Shed Electrical Rough-In: What I Wish I Knew the First Time
Most shed electrical work in Australia gets done after the shed is built. The cabling runs are surface-mounted, the conduit is added after the fact, and the work is more expensive and uglier than it needs to be. Planning the electrical at the rough-in stage — before the slab is poured and the walls go up — costs less and produces a better result.
What rough-in means
Rough-in is the electrical work that happens before the visible finishes are in place. For a shed, this includes the underslab conduit runs, the cable routes through the wall framing, the outlet positions, and the entry point for the main supply.
Done properly, rough-in produces a shed where the electrical work is invisible — cables run inside walls and under the slab, outlets and switches sit where they were planned, and adding new circuits later is a matter of pulling cable through existing conduit rather than running new conduit.
What to plan before the pour
The main supply entry point is the foundational decision.

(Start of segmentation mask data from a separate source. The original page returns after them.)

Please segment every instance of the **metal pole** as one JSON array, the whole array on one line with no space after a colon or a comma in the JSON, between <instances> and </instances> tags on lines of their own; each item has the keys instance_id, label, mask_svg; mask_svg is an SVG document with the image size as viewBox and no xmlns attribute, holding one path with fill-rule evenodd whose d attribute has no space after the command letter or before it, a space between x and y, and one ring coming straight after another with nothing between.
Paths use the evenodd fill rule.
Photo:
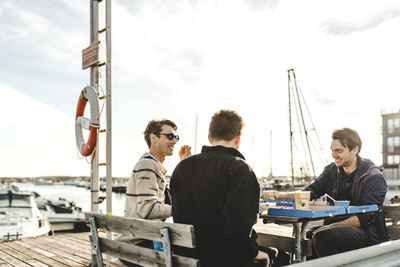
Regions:
<instances>
[{"instance_id":1,"label":"metal pole","mask_svg":"<svg viewBox=\"0 0 400 267\"><path fill-rule=\"evenodd\" d=\"M111 0L106 0L106 208L108 215L112 215L111 114ZM107 231L107 238L111 238L110 231ZM110 260L111 258L107 255L107 266L111 266Z\"/></svg>"},{"instance_id":2,"label":"metal pole","mask_svg":"<svg viewBox=\"0 0 400 267\"><path fill-rule=\"evenodd\" d=\"M106 0L106 161L107 161L107 175L106 175L106 186L107 186L107 214L112 213L112 145L111 145L111 0Z\"/></svg>"},{"instance_id":3,"label":"metal pole","mask_svg":"<svg viewBox=\"0 0 400 267\"><path fill-rule=\"evenodd\" d=\"M269 129L269 177L272 178L272 129Z\"/></svg>"},{"instance_id":4,"label":"metal pole","mask_svg":"<svg viewBox=\"0 0 400 267\"><path fill-rule=\"evenodd\" d=\"M90 0L90 45L99 41L99 3L97 0ZM99 94L99 67L90 67L90 86ZM96 148L92 154L92 163L90 165L90 203L91 211L99 211L99 136L97 135ZM96 253L92 249L91 265L97 266Z\"/></svg>"},{"instance_id":5,"label":"metal pole","mask_svg":"<svg viewBox=\"0 0 400 267\"><path fill-rule=\"evenodd\" d=\"M197 147L197 122L199 120L199 114L196 114L196 122L194 125L194 153L196 154L196 147Z\"/></svg>"},{"instance_id":6,"label":"metal pole","mask_svg":"<svg viewBox=\"0 0 400 267\"><path fill-rule=\"evenodd\" d=\"M90 44L97 43L99 31L99 4L97 0L90 1ZM96 89L97 94L99 93L99 68L97 66L90 67L90 86ZM99 211L99 137L97 136L96 148L92 154L91 163L91 179L90 179L90 191L91 191L91 211Z\"/></svg>"},{"instance_id":7,"label":"metal pole","mask_svg":"<svg viewBox=\"0 0 400 267\"><path fill-rule=\"evenodd\" d=\"M288 97L289 97L290 168L292 171L292 190L294 190L292 105L290 98L290 71L292 70L293 69L288 70Z\"/></svg>"}]
</instances>

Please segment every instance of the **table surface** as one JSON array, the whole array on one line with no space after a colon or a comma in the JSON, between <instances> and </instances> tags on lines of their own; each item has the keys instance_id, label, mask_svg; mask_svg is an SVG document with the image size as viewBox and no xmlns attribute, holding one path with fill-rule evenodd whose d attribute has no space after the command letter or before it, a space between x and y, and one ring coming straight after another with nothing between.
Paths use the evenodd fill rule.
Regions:
<instances>
[{"instance_id":1,"label":"table surface","mask_svg":"<svg viewBox=\"0 0 400 267\"><path fill-rule=\"evenodd\" d=\"M368 211L363 214L368 214L368 213L373 213L376 211ZM352 214L339 214L339 215L334 215L334 216L325 216L325 217L317 217L317 218L309 218L309 217L291 217L291 216L279 216L279 215L268 215L268 214L263 214L260 215L260 219L263 219L264 223L265 222L274 222L277 224L284 224L284 223L298 223L298 222L309 222L309 221L319 221L323 219L332 219L332 218L349 218L351 216L356 215L357 213L352 213Z\"/></svg>"}]
</instances>

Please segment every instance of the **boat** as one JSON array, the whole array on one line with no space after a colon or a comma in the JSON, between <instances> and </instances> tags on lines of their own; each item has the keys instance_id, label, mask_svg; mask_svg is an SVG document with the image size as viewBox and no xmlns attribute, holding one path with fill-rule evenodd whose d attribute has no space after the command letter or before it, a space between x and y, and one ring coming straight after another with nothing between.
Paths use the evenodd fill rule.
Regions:
<instances>
[{"instance_id":1,"label":"boat","mask_svg":"<svg viewBox=\"0 0 400 267\"><path fill-rule=\"evenodd\" d=\"M50 224L32 192L15 187L0 189L0 241L47 235Z\"/></svg>"},{"instance_id":2,"label":"boat","mask_svg":"<svg viewBox=\"0 0 400 267\"><path fill-rule=\"evenodd\" d=\"M64 198L48 200L36 192L34 194L39 210L48 218L52 231L89 231L82 209L74 202Z\"/></svg>"}]
</instances>

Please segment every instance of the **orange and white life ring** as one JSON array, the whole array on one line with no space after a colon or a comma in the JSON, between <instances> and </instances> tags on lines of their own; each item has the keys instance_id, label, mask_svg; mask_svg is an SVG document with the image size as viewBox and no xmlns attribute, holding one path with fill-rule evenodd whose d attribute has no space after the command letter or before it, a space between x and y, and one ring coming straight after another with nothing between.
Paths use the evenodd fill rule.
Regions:
<instances>
[{"instance_id":1,"label":"orange and white life ring","mask_svg":"<svg viewBox=\"0 0 400 267\"><path fill-rule=\"evenodd\" d=\"M90 119L83 117L85 113L86 103L90 103ZM96 147L97 134L99 124L99 100L97 92L93 87L86 86L83 88L76 108L75 116L75 137L76 145L79 152L87 157L92 154ZM89 138L87 141L83 138L82 128L89 130Z\"/></svg>"}]
</instances>

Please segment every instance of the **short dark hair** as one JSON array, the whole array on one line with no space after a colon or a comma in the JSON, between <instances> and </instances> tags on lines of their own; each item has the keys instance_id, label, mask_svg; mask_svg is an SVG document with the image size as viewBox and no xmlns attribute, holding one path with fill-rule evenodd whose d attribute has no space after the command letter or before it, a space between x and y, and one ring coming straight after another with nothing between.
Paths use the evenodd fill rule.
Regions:
<instances>
[{"instance_id":1,"label":"short dark hair","mask_svg":"<svg viewBox=\"0 0 400 267\"><path fill-rule=\"evenodd\" d=\"M243 119L236 111L223 109L214 113L208 134L211 139L229 141L240 135L243 127Z\"/></svg>"},{"instance_id":2,"label":"short dark hair","mask_svg":"<svg viewBox=\"0 0 400 267\"><path fill-rule=\"evenodd\" d=\"M144 140L147 143L147 146L150 148L151 141L150 141L150 134L155 134L156 136L160 137L161 128L164 125L169 125L176 131L178 127L173 121L162 119L162 120L152 120L147 124L146 130L144 130Z\"/></svg>"},{"instance_id":3,"label":"short dark hair","mask_svg":"<svg viewBox=\"0 0 400 267\"><path fill-rule=\"evenodd\" d=\"M361 151L362 141L358 133L351 128L342 128L333 131L332 140L339 140L340 144L344 147L348 147L349 150L353 150L358 146L358 153Z\"/></svg>"}]
</instances>

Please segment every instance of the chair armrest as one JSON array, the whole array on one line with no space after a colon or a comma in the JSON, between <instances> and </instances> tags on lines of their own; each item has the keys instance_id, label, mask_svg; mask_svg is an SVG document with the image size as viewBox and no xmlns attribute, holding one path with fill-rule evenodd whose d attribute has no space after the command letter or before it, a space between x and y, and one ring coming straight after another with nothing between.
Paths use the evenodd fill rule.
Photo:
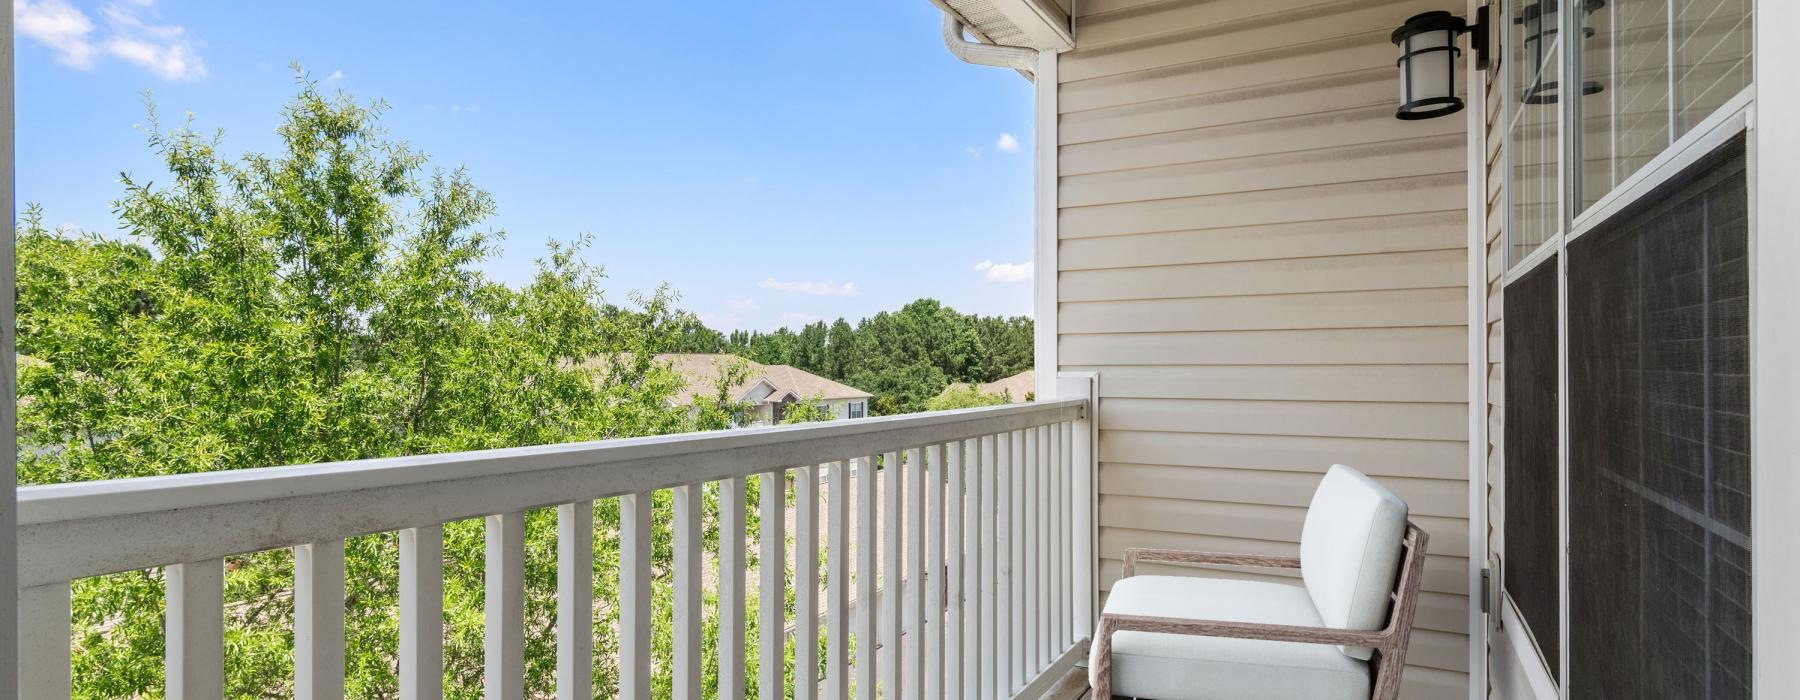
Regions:
<instances>
[{"instance_id":1,"label":"chair armrest","mask_svg":"<svg viewBox=\"0 0 1800 700\"><path fill-rule=\"evenodd\" d=\"M1266 639L1272 642L1300 642L1304 644L1332 644L1359 647L1386 646L1394 636L1388 630L1347 630L1336 627L1273 625L1263 622L1236 622L1231 620L1190 620L1180 617L1120 615L1117 613L1101 615L1100 628L1103 636L1111 636L1109 634L1111 632L1156 632L1160 634L1185 634L1195 637ZM1111 644L1109 643L1107 646L1110 647Z\"/></svg>"},{"instance_id":2,"label":"chair armrest","mask_svg":"<svg viewBox=\"0 0 1800 700\"><path fill-rule=\"evenodd\" d=\"M1112 638L1116 632L1155 632L1197 637L1231 637L1303 644L1366 646L1380 649L1384 654L1399 643L1395 639L1398 635L1392 628L1365 632L1334 627L1271 625L1227 620L1189 620L1179 617L1107 613L1100 616L1100 628L1094 632L1096 646L1093 696L1095 698L1112 697Z\"/></svg>"},{"instance_id":3,"label":"chair armrest","mask_svg":"<svg viewBox=\"0 0 1800 700\"><path fill-rule=\"evenodd\" d=\"M1140 561L1170 564L1218 564L1223 566L1259 566L1268 569L1298 569L1299 557L1268 554L1230 554L1226 552L1190 552L1180 549L1130 547L1125 550L1125 570L1121 578L1130 578Z\"/></svg>"}]
</instances>

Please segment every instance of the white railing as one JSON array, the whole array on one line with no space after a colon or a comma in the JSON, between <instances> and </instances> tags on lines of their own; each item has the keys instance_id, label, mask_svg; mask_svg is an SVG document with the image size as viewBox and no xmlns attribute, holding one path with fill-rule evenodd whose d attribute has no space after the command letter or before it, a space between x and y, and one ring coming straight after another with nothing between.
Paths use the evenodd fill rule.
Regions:
<instances>
[{"instance_id":1,"label":"white railing","mask_svg":"<svg viewBox=\"0 0 1800 700\"><path fill-rule=\"evenodd\" d=\"M397 531L401 696L441 697L442 526L485 517L486 694L520 698L526 673L524 513L554 506L557 694L594 697L593 503L617 498L617 696L648 698L651 496L671 489L675 649L673 658L654 663L673 671L676 697L698 698L704 677L701 494L706 484L718 482L719 502L726 505L717 555L717 693L739 697L746 683L749 540L745 509L729 504L744 502L750 478L762 480L755 541L763 562L784 561L788 479L796 500L792 580L783 566L764 564L754 582L764 601L780 601L784 586L793 586L800 611L800 619L791 621L795 674L792 687L784 687L782 665L761 664L754 681L760 697L848 698L852 683L861 697L875 697L877 687L888 698L1041 694L1046 679L1054 680L1081 653L1093 615L1091 389L1085 379L1068 386L1082 397L22 488L19 695L70 696L70 581L160 567L167 585L166 696L221 697L224 558L291 548L296 696L342 697L344 540ZM876 463L884 466L860 466ZM818 571L820 525L825 585ZM879 582L900 582L898 594L883 595ZM853 606L852 586L856 601L875 604ZM813 611L814 624L806 624L804 611ZM759 638L748 643L760 646L763 659L782 658L790 623L783 613L779 604L760 608ZM814 672L821 626L828 643L823 679Z\"/></svg>"}]
</instances>

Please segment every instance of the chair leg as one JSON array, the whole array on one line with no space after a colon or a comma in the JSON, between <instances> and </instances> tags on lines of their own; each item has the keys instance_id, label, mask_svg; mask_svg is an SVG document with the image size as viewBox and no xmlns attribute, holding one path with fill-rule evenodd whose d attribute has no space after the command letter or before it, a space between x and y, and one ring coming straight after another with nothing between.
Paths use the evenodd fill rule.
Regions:
<instances>
[{"instance_id":1,"label":"chair leg","mask_svg":"<svg viewBox=\"0 0 1800 700\"><path fill-rule=\"evenodd\" d=\"M1375 688L1369 697L1372 700L1395 700L1400 696L1401 666L1405 657L1385 651L1376 653L1381 655L1381 663L1375 666Z\"/></svg>"},{"instance_id":2,"label":"chair leg","mask_svg":"<svg viewBox=\"0 0 1800 700\"><path fill-rule=\"evenodd\" d=\"M1102 616L1099 628L1094 630L1094 700L1109 700L1112 697L1112 637L1113 622Z\"/></svg>"}]
</instances>

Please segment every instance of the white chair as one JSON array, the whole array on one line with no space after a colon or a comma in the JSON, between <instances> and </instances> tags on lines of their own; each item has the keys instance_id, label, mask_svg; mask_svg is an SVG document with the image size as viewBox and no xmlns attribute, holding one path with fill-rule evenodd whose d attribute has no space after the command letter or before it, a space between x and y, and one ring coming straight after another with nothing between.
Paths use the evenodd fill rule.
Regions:
<instances>
[{"instance_id":1,"label":"white chair","mask_svg":"<svg viewBox=\"0 0 1800 700\"><path fill-rule=\"evenodd\" d=\"M1313 493L1297 558L1126 550L1089 650L1094 697L1390 700L1425 564L1406 516L1340 464ZM1304 585L1132 575L1147 561L1299 569Z\"/></svg>"}]
</instances>

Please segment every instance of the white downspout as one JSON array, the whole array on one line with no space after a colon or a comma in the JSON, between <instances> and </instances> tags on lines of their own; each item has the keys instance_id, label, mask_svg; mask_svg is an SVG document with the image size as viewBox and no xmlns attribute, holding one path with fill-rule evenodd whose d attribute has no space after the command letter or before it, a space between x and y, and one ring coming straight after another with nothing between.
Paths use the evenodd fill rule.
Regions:
<instances>
[{"instance_id":1,"label":"white downspout","mask_svg":"<svg viewBox=\"0 0 1800 700\"><path fill-rule=\"evenodd\" d=\"M1032 74L1037 70L1037 49L969 41L963 36L962 18L947 10L944 12L944 48L965 63L1011 68L1025 74L1027 79L1033 79Z\"/></svg>"}]
</instances>

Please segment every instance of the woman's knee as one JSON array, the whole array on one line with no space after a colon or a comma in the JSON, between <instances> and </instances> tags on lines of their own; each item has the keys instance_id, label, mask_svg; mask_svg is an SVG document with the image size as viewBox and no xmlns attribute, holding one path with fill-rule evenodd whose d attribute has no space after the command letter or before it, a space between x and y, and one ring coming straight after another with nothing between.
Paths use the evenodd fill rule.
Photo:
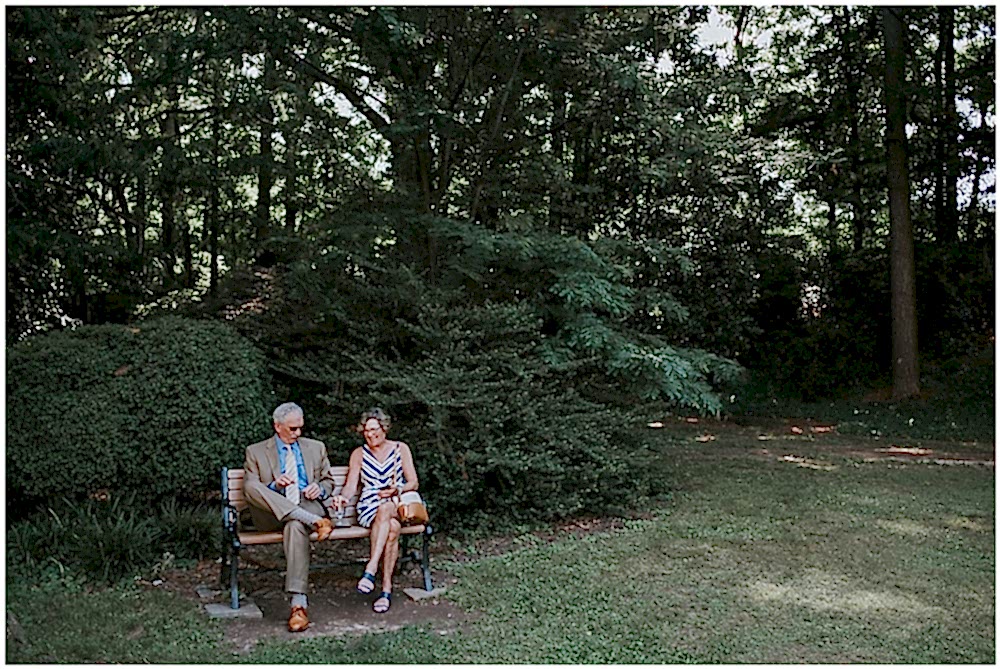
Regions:
<instances>
[{"instance_id":1,"label":"woman's knee","mask_svg":"<svg viewBox=\"0 0 1000 669\"><path fill-rule=\"evenodd\" d=\"M383 504L378 508L378 513L375 514L375 518L379 520L388 521L396 517L396 505L395 504Z\"/></svg>"}]
</instances>

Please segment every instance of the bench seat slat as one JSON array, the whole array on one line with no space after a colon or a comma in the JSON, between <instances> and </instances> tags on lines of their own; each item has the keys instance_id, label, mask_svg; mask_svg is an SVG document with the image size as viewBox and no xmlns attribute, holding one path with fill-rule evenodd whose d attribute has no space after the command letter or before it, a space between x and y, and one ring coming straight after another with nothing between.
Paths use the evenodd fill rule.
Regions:
<instances>
[{"instance_id":1,"label":"bench seat slat","mask_svg":"<svg viewBox=\"0 0 1000 669\"><path fill-rule=\"evenodd\" d=\"M410 525L404 527L400 534L421 534L424 531L423 525ZM327 541L334 539L363 539L371 533L367 527L354 525L352 527L335 527L333 534ZM282 542L281 532L240 532L240 544L243 546L260 546L263 544L280 544ZM316 533L309 535L313 541L316 540Z\"/></svg>"}]
</instances>

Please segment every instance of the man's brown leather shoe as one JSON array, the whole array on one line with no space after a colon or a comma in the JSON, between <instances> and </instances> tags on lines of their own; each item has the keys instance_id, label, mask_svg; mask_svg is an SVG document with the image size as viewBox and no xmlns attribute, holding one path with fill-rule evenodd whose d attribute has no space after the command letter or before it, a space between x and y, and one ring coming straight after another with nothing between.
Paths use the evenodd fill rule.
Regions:
<instances>
[{"instance_id":1,"label":"man's brown leather shoe","mask_svg":"<svg viewBox=\"0 0 1000 669\"><path fill-rule=\"evenodd\" d=\"M309 615L304 606L293 606L292 612L288 616L288 631L301 632L309 627Z\"/></svg>"},{"instance_id":2,"label":"man's brown leather shoe","mask_svg":"<svg viewBox=\"0 0 1000 669\"><path fill-rule=\"evenodd\" d=\"M333 533L333 523L329 518L320 518L316 523L316 541L326 541Z\"/></svg>"}]
</instances>

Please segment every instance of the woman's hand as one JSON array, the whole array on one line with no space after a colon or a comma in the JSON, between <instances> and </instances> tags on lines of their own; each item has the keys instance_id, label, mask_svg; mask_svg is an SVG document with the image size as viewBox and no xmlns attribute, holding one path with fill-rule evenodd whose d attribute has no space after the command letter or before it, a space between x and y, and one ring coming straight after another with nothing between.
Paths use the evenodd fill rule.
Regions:
<instances>
[{"instance_id":1,"label":"woman's hand","mask_svg":"<svg viewBox=\"0 0 1000 669\"><path fill-rule=\"evenodd\" d=\"M388 499L389 497L395 497L399 494L399 489L389 486L388 488L382 488L378 491L379 499Z\"/></svg>"},{"instance_id":2,"label":"woman's hand","mask_svg":"<svg viewBox=\"0 0 1000 669\"><path fill-rule=\"evenodd\" d=\"M347 506L347 498L344 497L343 495L334 495L331 498L331 501L333 502L333 506L336 509Z\"/></svg>"}]
</instances>

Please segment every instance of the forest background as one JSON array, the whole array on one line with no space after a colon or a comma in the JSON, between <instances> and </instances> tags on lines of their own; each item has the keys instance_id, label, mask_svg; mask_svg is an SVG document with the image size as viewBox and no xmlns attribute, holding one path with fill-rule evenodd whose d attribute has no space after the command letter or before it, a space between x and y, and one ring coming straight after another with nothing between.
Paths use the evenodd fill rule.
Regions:
<instances>
[{"instance_id":1,"label":"forest background","mask_svg":"<svg viewBox=\"0 0 1000 669\"><path fill-rule=\"evenodd\" d=\"M992 398L993 7L6 11L15 518L203 499L286 399L467 527L656 494L649 403L906 400L888 21L919 369Z\"/></svg>"}]
</instances>

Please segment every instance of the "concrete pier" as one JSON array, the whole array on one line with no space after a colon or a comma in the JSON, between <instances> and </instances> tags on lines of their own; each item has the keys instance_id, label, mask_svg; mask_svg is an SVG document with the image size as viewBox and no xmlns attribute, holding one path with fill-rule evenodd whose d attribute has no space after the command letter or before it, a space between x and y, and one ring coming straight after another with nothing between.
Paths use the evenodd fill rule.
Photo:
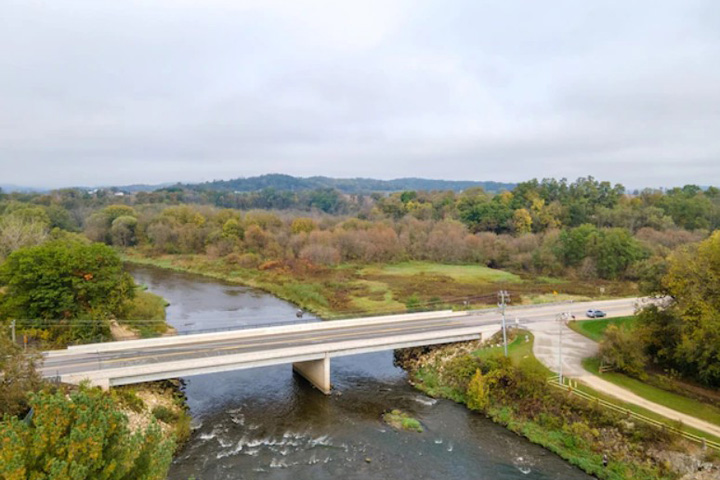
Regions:
<instances>
[{"instance_id":1,"label":"concrete pier","mask_svg":"<svg viewBox=\"0 0 720 480\"><path fill-rule=\"evenodd\" d=\"M312 383L315 388L325 395L330 394L330 358L310 360L307 362L293 363L293 371Z\"/></svg>"}]
</instances>

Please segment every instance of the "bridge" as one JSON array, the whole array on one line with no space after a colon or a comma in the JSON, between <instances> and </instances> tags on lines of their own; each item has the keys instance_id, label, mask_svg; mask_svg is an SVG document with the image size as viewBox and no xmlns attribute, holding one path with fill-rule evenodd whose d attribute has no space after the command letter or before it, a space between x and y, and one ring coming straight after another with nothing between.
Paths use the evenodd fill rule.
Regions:
<instances>
[{"instance_id":1,"label":"bridge","mask_svg":"<svg viewBox=\"0 0 720 480\"><path fill-rule=\"evenodd\" d=\"M636 299L508 309L509 324L547 321L572 311L601 308L632 313ZM517 320L516 320L517 319ZM351 320L260 327L128 340L45 352L40 371L63 383L89 381L102 388L290 364L324 393L331 390L330 359L384 350L479 340L496 332L497 309L423 312Z\"/></svg>"}]
</instances>

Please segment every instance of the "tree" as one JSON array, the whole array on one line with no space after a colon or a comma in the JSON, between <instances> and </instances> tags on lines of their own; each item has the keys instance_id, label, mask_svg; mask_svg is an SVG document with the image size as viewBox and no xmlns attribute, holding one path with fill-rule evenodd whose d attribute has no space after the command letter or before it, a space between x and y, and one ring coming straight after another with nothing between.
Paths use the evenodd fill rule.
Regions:
<instances>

Underground supply from the main board into the shed is standard for serious sheds. The trench depth, the conduit size, and the entry point into the slab need to be coordinated with the slab pour.
The internal underslab runs are the second decision. Conduit runs under the slab to the workshop areas where you want outlets that are not near a wall — workbenches in the middle of the shed, equipment positions, machinery — let you have power where you need it without surface conduit running across the floor.
The earth grid is the third decision. A proper shed earth grid bonded into the slab reinforcement provides better protection than a single earth stake added after the fact.
What to plan before the walls
The outlet positions and switch positions should be marked before the walls go up. Cable runs inside the wall framing are tidy and protected. Cable runs surface-mounted after the walls are up are ugly and vulnerable.
The lighting circuit is the obvious internal wall work. The often-missed work is the conduit for future runs — empty conduit from the main board area to the various corners of the shed lets you add circuits later without opening walls.
The ventilation and air conditioning power requirements should be considered at this stage. Air conditioning units that get added later often end up on undersized circuits and the rework is significant.
What to plan for the workshop specifically
Workshop sheds need more outlets than residential rooms. The standard density is one double outlet per metre of bench top, plus dedicated circuits for high-current equipment.
Three-phase power is worth running into the shed if you are anywhere near needing it. Adding three-phase later is expensive. The cost difference at the rough-in stage is modest.
EV charger preparation, even if you do not have an EV now, is cheap to add at rough-in. A dedicated circuit and an outlet position near the door is small money. Retrofitting an EV charger circuit later is not.
What the licensed work costs
A licensed electrician for a serious shed rough-in costs $3,000 to $8,000 depending on size and complexity. The work has to be done by a licensed person and the certifications are required for insurance and resale.
The cost is meaningfully lower at the rough-in stage than the retrofit stage. A retrofit on the same shed costs $5,000 to $15,000 because the cable runs are harder and the patching of walls and slab is messy.
The mistakes I have made
Skimping on conduit sizes. The conduit costs almost nothing. Larger conduit at rough-in saves you from having to pull a second conduit through later. Always go one size up from what you think you need.
Forgetting future circuits. The conduit runs I added without specific circuits in mind have all eventually been used. The conduit runs I did not add have all eventually been needed.
Not coordinating with the slab pour. The conduit penetrations through the slab need to be placed before the pour, in formwork, with proper sealing. After-the-fact penetrations are a compromise.
A note for first-time shed buyers
If you are buying a shed and you have any intention of doing serious workshop work, talk to the electrician before the slab is poured. Forty minutes of conversation at the right time saves thousands of dollars of rework and produces a shed you will be happier with for decades.